The Man from Earth – Crítica

A julgar pela capa, The Man from Earth (idem, 2007) parece um típico sci-fi, mas não é. É um deliciosíssimo trabalho construído sobre uma ideia originalíssima, da qual subtraem-se diversas análises. É um filme para pensar, mas nem por isso difícil de entender. Este longa é dotado de uma ideia muito simples, da qual muitas pessoas também já devem tê-la imaginado, mas a construção dos diálogos e as conexões das ideias propostas nessa envolvente história são sua maior virtude.

The Man from Earth encaixa-se naquele modelo de filme que se passa num ambiente só, que acabam por exigir do diretor e roteirista muito mais agilidade do que o normal, já que a possibilidade do filme se tornar monótono são elevadíssimas. Nesses filmes, em geral, o espectador não tem muita coisa para se identificar, senão somente a ideia desenvolvida, que, obrigatoriamente, tem que se mostrar inovadora. Pois bem, uma vez que esse risco é habilmente driblado, já se tem meio caminho andado para agradar o público, basta sua narrativa manter um ritmo linear evolutivo no contexto do problema e história de seus personagens. E este longa consegue tudo isso. Esses filmes possuem essa peculiaridade de alternar com o público uma carga maior de adrenalina e tensão da trama, onde a possibilidade de envolvimento é bem maior. A exemplo, tem o recente Enterrado Vivo (Buried, 2010), e os mais antigos Jogos Mortais (Saw, 2004), O Cubo (The Cube, 1997),  Ponto de Mutação (Mindwalk, 1990), Janela Secreta (Rear Window, 1954) e Festim Diabólico (Rope, 1948); muito ou pouco, a trama destes filmes fundamentam-se num local específico que geralmente serve apenas como pano de fundo para a história.

Em The Man from Earth, a história é ousada: John Oldman (David Lee Smith) é um professor universitário, e está de malas prontas para mudar-se da cidade e largar seu atual emprego. Para sua despedida, convida seus colegas professores para um encontro em sua residência. Naquela noite qualquer, tudo não passaria de apenas um dia fadado à sua singela confraternização se John não decidisse revelar um detalhe de sua vida para os demais: que possui 14.000 anos de idade. Uma vez feita essa revelação, o filme adota uma linha investigativa e desmembra-se com uma característica clara de entrevista.

Este tom de entrevista que o longa adota intercala duas necessidades básicas: responder às imediatas dúvidas dos demais colegas de John e as mesmas incertezas presentes nos espectadores. Com a justificativa de que queria se mostrar transparente com os demais colegas antes de sua viagem de despedida, esse é o motivo que impulsiona-o a revelar sua verdadeira identidade. John troca de cidade e amigos a cada dez anos, para que seus colegas não percebam a sua incapacidade de envelhecimento da pele.

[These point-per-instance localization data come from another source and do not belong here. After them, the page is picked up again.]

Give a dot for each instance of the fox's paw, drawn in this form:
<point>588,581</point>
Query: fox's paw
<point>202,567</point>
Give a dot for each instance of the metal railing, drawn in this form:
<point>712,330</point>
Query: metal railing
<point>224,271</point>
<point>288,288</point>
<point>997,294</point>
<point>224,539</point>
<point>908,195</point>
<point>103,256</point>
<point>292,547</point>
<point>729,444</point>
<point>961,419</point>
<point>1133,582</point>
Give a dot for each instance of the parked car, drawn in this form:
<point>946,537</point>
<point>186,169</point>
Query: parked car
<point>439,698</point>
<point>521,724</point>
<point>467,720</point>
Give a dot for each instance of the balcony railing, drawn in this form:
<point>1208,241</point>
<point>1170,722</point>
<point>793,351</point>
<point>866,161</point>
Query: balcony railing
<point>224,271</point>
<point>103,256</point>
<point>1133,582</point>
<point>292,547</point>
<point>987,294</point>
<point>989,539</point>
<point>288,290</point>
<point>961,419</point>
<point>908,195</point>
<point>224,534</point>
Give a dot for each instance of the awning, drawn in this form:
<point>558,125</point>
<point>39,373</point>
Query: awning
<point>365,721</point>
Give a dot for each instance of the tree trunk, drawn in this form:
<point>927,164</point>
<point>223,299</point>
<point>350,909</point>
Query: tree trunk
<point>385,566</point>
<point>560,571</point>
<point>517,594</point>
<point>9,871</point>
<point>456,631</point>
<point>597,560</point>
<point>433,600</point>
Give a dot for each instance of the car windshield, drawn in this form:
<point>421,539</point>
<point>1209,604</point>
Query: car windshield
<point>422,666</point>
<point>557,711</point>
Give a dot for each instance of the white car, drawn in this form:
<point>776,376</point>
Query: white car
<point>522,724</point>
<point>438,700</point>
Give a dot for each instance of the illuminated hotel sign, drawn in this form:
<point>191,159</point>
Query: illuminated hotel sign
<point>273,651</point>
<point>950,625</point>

Assim, as inúmeras explicações de Oldman (percebeu o trocadilho?) revelam como ele viveu na pré-história, como desenvolveu-se nos grupos primatas, como acompanhou a evolução da humanidade, sua relação com os maiores pensadores e filósofos, as invenções humanas e sua relação com familiares e a perda de todos aqueles que possuía admiração. Após estas repostas emergenciais, se observa uma tendência de impor a dúvida ao espectador sobre todas as afirmações feitas por ele, onde começa-se a perceber os pontos de maior genialidade da trama. Seguindo uma iniciação explicativa científica sobre os fatos, os diálogos se alteram e evoluem para um patamar religioso, que é obrigatório, diante da realidade revelada sobre John. Ele caracteriza, assim, sua relação com Buda, com as diversas religiões e o Cristianismo.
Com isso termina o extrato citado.